Project 1 (Reue), “Sex chromosome effects on metabolic syndrome risk and treatment,” will build on the finding that the presence of XX compared to XY chromosomes increases susceptibility to obesity and related traits. Much of the XX effect is attributable to a specific X chromosome gene that escapes X chromosome inactivation and acts a higher levels in female (XX) compared to male (XY) cells. We will define the effects of this gene dosage on the epigenetic regulation of gene expression, energy balance, and adipose tissue remodeling during obesity. We will also elucidate the XX chromosome effect on increased female risk for diabetes secondary to statin drug therapy, and test a dietary co-therapy that may alleviate this sex-biased adverse drug response.
Project 2 (Lusis), “Gene-by-sex interactions in mitochondrial functions and metabolic traits,” seeks to understand the roles of both genetics and sex in MetSyn traits. Results of a systems genetics approach have implicated sex- and tissue-specific action of specific genes on MetSyn traits. We will elucidate sex effects on mitochondrial functions in insulin resistance, and sex-specific effects of genes that we have implicated in insulin resistance and hepatic steatosis. The gene-by-sex interactions discovered in the mouse will be tested in tissues from human cohorts.

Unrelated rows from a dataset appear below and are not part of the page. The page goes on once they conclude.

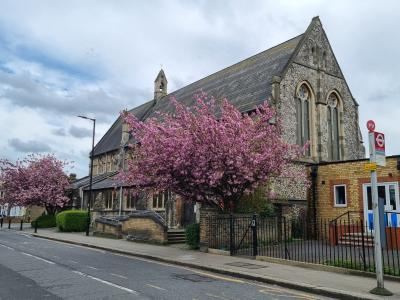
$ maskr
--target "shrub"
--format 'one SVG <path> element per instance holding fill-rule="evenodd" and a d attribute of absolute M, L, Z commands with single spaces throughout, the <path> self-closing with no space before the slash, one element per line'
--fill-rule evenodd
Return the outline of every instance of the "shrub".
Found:
<path fill-rule="evenodd" d="M 37 222 L 38 228 L 56 227 L 56 216 L 55 215 L 41 215 L 36 220 L 31 222 L 32 227 L 35 227 L 35 222 Z"/>
<path fill-rule="evenodd" d="M 65 232 L 81 232 L 86 230 L 87 211 L 65 210 L 57 214 L 57 228 Z"/>
<path fill-rule="evenodd" d="M 200 243 L 200 225 L 192 224 L 185 228 L 186 244 L 190 249 L 199 249 Z"/>

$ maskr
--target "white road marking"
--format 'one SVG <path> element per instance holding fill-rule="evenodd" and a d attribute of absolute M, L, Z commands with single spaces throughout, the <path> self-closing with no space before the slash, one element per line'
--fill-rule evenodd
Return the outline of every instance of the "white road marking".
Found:
<path fill-rule="evenodd" d="M 146 283 L 146 285 L 149 287 L 155 288 L 157 290 L 166 291 L 166 289 L 160 288 L 159 286 L 156 286 L 156 285 L 152 285 L 152 284 L 148 284 L 148 283 Z"/>
<path fill-rule="evenodd" d="M 228 298 L 221 297 L 221 296 L 218 296 L 218 295 L 213 295 L 213 294 L 210 294 L 210 293 L 206 293 L 206 296 L 209 296 L 209 297 L 212 297 L 212 298 L 216 298 L 216 299 L 229 300 Z"/>
<path fill-rule="evenodd" d="M 14 248 L 8 247 L 6 245 L 0 244 L 1 247 L 7 248 L 8 250 L 14 250 Z"/>
<path fill-rule="evenodd" d="M 119 277 L 119 278 L 123 278 L 123 279 L 128 279 L 128 277 L 125 277 L 125 276 L 122 276 L 122 275 L 119 275 L 119 274 L 115 274 L 115 273 L 110 273 L 112 276 L 115 276 L 115 277 Z"/>
<path fill-rule="evenodd" d="M 231 281 L 231 282 L 235 282 L 235 283 L 244 283 L 244 281 L 240 280 L 240 279 L 234 279 L 234 278 L 225 277 L 225 276 L 218 276 L 218 275 L 214 275 L 214 274 L 210 274 L 210 273 L 206 273 L 206 272 L 199 272 L 199 271 L 195 271 L 195 270 L 191 270 L 191 271 L 194 273 L 200 274 L 200 275 L 210 277 L 210 278 Z"/>
<path fill-rule="evenodd" d="M 49 260 L 47 260 L 47 259 L 44 259 L 44 258 L 41 258 L 41 257 L 37 257 L 37 256 L 35 256 L 35 255 L 29 254 L 29 253 L 25 253 L 25 252 L 21 252 L 21 253 L 22 253 L 23 255 L 36 258 L 37 260 L 44 261 L 44 262 L 46 262 L 46 263 L 48 263 L 48 264 L 55 265 L 55 263 L 53 263 L 52 261 L 49 261 Z"/>
<path fill-rule="evenodd" d="M 117 289 L 123 290 L 123 291 L 125 291 L 125 292 L 131 293 L 131 294 L 135 294 L 135 295 L 139 295 L 139 293 L 138 293 L 137 291 L 128 289 L 128 288 L 123 287 L 123 286 L 120 286 L 120 285 L 118 285 L 118 284 L 115 284 L 115 283 L 112 283 L 112 282 L 109 282 L 109 281 L 106 281 L 106 280 L 103 280 L 103 279 L 100 279 L 100 278 L 97 278 L 97 277 L 94 277 L 94 276 L 90 276 L 90 275 L 88 275 L 88 274 L 85 274 L 85 273 L 82 273 L 82 272 L 79 272 L 79 271 L 72 271 L 72 272 L 75 273 L 75 274 L 81 275 L 81 276 L 83 276 L 83 277 L 87 277 L 87 278 L 96 280 L 96 281 L 98 281 L 98 282 L 107 284 L 107 285 L 109 285 L 109 286 L 115 287 L 115 288 L 117 288 Z"/>

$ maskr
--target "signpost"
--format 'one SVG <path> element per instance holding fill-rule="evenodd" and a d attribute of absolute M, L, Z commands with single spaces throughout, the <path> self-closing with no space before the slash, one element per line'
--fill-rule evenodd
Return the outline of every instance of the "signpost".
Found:
<path fill-rule="evenodd" d="M 371 171 L 371 196 L 372 209 L 374 213 L 374 250 L 375 250 L 375 272 L 377 286 L 370 293 L 382 296 L 393 295 L 385 289 L 383 282 L 383 266 L 382 266 L 382 246 L 381 246 L 381 229 L 379 221 L 378 209 L 378 179 L 376 174 L 376 165 L 385 166 L 385 135 L 380 132 L 375 132 L 375 122 L 369 120 L 367 122 L 368 138 L 369 138 L 369 170 Z M 374 167 L 372 166 L 374 165 Z M 367 167 L 365 166 L 365 169 Z"/>

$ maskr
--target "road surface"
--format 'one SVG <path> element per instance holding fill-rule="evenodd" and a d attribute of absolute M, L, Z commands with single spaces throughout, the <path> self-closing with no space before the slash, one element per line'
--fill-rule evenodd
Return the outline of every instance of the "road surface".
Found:
<path fill-rule="evenodd" d="M 327 299 L 0 230 L 0 299 Z"/>

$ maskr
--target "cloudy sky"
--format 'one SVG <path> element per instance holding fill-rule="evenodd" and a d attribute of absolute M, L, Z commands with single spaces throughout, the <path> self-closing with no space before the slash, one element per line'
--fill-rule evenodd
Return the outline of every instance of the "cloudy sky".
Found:
<path fill-rule="evenodd" d="M 301 34 L 319 15 L 388 154 L 400 154 L 400 4 L 396 1 L 0 2 L 0 157 L 51 152 L 88 172 L 96 141 L 148 101 L 162 64 L 173 91 Z"/>

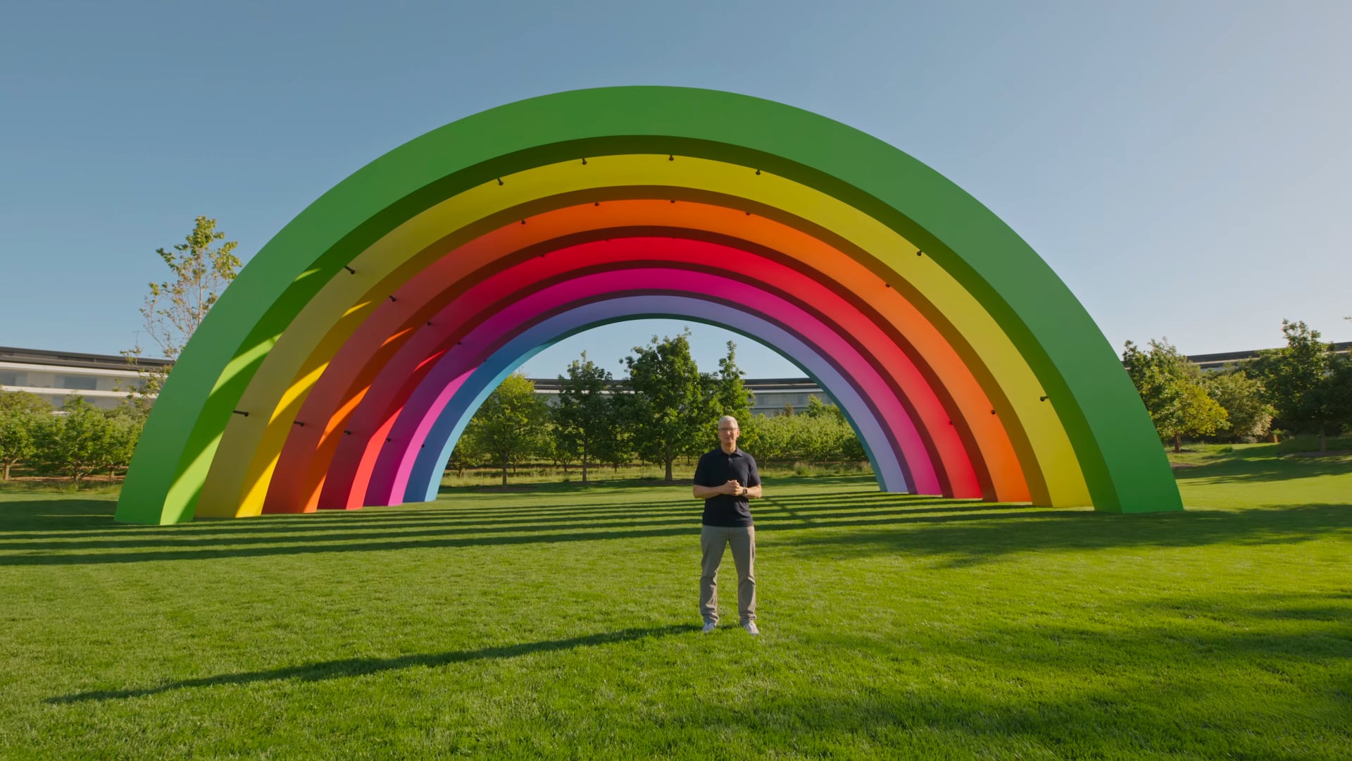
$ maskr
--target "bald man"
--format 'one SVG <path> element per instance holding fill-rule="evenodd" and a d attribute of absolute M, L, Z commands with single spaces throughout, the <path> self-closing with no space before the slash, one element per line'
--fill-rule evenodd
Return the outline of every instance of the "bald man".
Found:
<path fill-rule="evenodd" d="M 737 448 L 741 429 L 737 418 L 725 414 L 718 421 L 718 448 L 706 452 L 695 466 L 695 498 L 704 500 L 699 544 L 703 551 L 699 577 L 699 612 L 704 634 L 718 627 L 718 566 L 723 548 L 731 544 L 737 566 L 737 617 L 750 635 L 756 628 L 756 527 L 748 500 L 761 496 L 756 459 Z"/>

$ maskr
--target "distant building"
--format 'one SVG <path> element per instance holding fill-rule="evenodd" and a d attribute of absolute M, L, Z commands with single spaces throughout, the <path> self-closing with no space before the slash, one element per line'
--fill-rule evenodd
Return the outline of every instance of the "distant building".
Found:
<path fill-rule="evenodd" d="M 550 405 L 558 398 L 560 380 L 557 378 L 537 378 L 535 394 L 545 397 Z M 817 385 L 811 378 L 745 378 L 742 383 L 746 390 L 754 394 L 752 414 L 775 417 L 783 414 L 787 408 L 795 410 L 807 408 L 807 397 L 817 397 L 822 404 L 833 405 L 830 394 Z M 619 382 L 614 382 L 619 386 Z"/>
<path fill-rule="evenodd" d="M 165 367 L 169 360 L 142 359 L 146 367 Z M 112 409 L 138 383 L 137 371 L 123 356 L 0 347 L 0 391 L 28 391 L 61 406 L 70 397 Z"/>
<path fill-rule="evenodd" d="M 1348 352 L 1352 351 L 1352 341 L 1336 343 L 1333 347 L 1334 351 Z M 1222 370 L 1257 355 L 1256 351 L 1203 353 L 1188 356 L 1188 360 L 1202 370 Z M 164 359 L 142 359 L 139 363 L 145 367 L 169 364 Z M 0 391 L 28 391 L 53 406 L 61 406 L 69 397 L 78 394 L 95 406 L 111 409 L 128 395 L 137 382 L 137 371 L 122 356 L 0 347 Z M 834 404 L 808 378 L 748 378 L 744 383 L 756 395 L 752 413 L 776 416 L 787 406 L 800 410 L 813 395 L 823 404 Z M 535 393 L 553 402 L 558 395 L 558 379 L 535 379 Z"/>

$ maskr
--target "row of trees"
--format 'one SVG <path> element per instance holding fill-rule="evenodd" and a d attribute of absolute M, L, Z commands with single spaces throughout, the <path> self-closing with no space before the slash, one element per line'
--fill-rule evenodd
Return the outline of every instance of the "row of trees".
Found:
<path fill-rule="evenodd" d="M 661 463 L 667 481 L 679 458 L 696 456 L 717 443 L 718 418 L 741 422 L 741 443 L 761 460 L 863 460 L 864 448 L 834 405 L 813 397 L 798 416 L 752 416 L 752 394 L 737 367 L 737 347 L 717 372 L 702 372 L 690 353 L 690 333 L 634 347 L 625 357 L 627 378 L 587 359 L 560 375 L 558 404 L 546 405 L 534 383 L 507 378 L 479 408 L 452 455 L 453 467 L 496 464 L 503 483 L 526 459 L 546 458 L 564 467 L 579 463 L 585 482 L 598 464 L 635 459 Z"/>
<path fill-rule="evenodd" d="M 23 463 L 39 475 L 66 475 L 76 486 L 85 477 L 127 467 L 145 418 L 134 405 L 101 410 L 72 397 L 59 414 L 41 397 L 0 393 L 0 466 L 9 479 Z"/>
<path fill-rule="evenodd" d="M 1352 356 L 1305 322 L 1282 322 L 1286 347 L 1259 352 L 1242 367 L 1203 374 L 1167 340 L 1146 349 L 1126 343 L 1122 363 L 1160 439 L 1252 441 L 1270 432 L 1328 436 L 1352 429 Z"/>

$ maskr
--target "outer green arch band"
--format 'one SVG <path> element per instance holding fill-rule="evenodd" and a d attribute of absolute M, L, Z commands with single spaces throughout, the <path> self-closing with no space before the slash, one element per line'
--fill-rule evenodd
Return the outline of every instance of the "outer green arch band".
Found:
<path fill-rule="evenodd" d="M 465 188 L 615 153 L 757 167 L 919 242 L 1000 322 L 1042 383 L 1095 508 L 1180 509 L 1163 448 L 1111 347 L 1051 268 L 979 202 L 900 150 L 823 116 L 726 92 L 635 87 L 549 95 L 446 125 L 377 158 L 297 215 L 184 351 L 132 460 L 118 520 L 191 517 L 234 401 L 276 336 L 324 282 L 347 276 L 342 265 L 358 252 Z M 323 253 L 300 261 L 306 252 Z"/>

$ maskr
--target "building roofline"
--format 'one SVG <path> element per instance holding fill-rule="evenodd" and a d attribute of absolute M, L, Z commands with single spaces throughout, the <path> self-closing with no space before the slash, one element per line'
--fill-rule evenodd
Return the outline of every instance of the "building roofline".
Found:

Project 3 (Hevener), “The impact of estrogen receptor (ER) a in metabolic health,” will test the hypothesis that muscle ERa protects against metabolic dysfunction in mice and women, will identify ERa regulatory sites across the genome in females and males, and elucidate the effect of ERa on the regulation of mitochondrial function. Results may provide proof-of-concept evidence that skeletal muscle ERa is an effective therapeutic target to combat metabolic dysfunction and type 2 diabetes.